In 2001 Andrew Litten abandoned his dream of becoming a successful artist. For years he had worked at a series of mostly part-time jobs while painting and trying to get his worked exhibited. But it just wasn't working out - for his career or his life. So he decided to give up the dream, dispose of most of his art, and move his wife, Emma, and two children to Fowey, Cornwall. Litten, however, had not lost his passion for drawing.
Soon after arriving in Cornwall, an area that has been home to and inspired so many great artists, Litten began to doodle with a pencil and a light wash just to relax. He wasn't trying, as before, to be creative. But he realized that what he was doing was his best work. He know intuitively that he had been liberated, free to draw and create whatever came to mind. Cornwall was now home to another rising star.
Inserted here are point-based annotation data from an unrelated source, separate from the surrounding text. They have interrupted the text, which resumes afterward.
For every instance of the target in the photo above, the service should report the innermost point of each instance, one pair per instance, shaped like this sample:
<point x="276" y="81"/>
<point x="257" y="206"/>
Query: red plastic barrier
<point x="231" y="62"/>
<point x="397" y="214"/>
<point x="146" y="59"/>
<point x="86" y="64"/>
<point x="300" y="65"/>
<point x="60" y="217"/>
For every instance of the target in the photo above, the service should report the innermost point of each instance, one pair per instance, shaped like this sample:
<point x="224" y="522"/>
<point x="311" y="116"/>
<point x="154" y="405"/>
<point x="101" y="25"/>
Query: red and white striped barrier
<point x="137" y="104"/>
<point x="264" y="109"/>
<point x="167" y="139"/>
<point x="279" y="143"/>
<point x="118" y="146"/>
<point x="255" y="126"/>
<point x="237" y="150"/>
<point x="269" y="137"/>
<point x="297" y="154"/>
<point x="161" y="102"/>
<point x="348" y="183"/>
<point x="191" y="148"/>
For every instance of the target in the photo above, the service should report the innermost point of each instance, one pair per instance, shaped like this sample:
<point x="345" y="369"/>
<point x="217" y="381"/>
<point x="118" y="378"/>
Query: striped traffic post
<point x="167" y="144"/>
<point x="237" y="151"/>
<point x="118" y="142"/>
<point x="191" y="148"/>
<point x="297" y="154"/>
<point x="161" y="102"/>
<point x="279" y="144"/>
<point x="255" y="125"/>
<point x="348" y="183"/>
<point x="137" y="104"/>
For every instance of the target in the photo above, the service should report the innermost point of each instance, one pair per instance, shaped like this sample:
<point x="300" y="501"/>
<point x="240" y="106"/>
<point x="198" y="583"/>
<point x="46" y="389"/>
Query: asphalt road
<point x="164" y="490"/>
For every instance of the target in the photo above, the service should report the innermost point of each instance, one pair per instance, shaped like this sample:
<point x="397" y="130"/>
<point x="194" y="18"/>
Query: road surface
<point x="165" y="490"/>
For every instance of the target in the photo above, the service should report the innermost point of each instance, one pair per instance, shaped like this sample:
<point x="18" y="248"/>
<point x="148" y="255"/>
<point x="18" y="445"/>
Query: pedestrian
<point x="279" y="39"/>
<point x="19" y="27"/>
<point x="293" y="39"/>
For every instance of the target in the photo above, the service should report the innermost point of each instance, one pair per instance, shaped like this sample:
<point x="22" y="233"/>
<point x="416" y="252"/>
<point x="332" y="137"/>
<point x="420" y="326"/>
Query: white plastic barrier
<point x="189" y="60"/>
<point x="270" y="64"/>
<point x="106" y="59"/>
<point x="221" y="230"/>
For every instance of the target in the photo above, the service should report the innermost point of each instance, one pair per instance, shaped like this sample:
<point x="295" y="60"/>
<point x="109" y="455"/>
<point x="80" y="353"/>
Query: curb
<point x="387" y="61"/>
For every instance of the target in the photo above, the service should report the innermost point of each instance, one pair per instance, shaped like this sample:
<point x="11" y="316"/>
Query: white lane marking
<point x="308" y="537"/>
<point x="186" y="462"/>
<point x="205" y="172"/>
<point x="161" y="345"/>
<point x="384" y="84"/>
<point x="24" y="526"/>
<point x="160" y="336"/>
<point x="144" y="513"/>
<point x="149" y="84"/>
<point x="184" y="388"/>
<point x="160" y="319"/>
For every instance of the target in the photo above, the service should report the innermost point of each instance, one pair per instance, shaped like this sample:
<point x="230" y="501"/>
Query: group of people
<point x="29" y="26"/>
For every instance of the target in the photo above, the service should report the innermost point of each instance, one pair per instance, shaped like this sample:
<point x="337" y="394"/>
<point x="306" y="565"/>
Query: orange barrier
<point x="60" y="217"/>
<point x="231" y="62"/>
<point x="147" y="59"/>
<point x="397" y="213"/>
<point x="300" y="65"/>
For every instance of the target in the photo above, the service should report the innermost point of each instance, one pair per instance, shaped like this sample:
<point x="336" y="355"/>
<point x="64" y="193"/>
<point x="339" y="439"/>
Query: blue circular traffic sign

Litten's artwork appears similar to self-taught or naive painting, even though he did study art as a teenager. Nevertheless, he successfully shed the rules and structure of training and achieved the artistic freedom and inventive quality seen in so many great self-taught artists: Alfred Wallis, Albert Louden, and Patrick Hayman (who also disregarded some early training), to name just a few from Britain.
Early in his artistic life Litten made technical drawings to help understand how things are made. His style evolved as he matured, but his rough sketches of today would still resemble those of earlier years, confirming his stylistic destiny. He never makes preliminary sketches for a painting. He prefers to work with found materials or fiberboard, and after he prepares their surfaces, they typically spend time around his studio accumulating nicks and blemishes. These markings often become the starting points for his work, and from there he just sees what happens. There is no planning, just the visualization of a face or an image, and off he goes. What's most important is the feeling and emotion he puts into the work.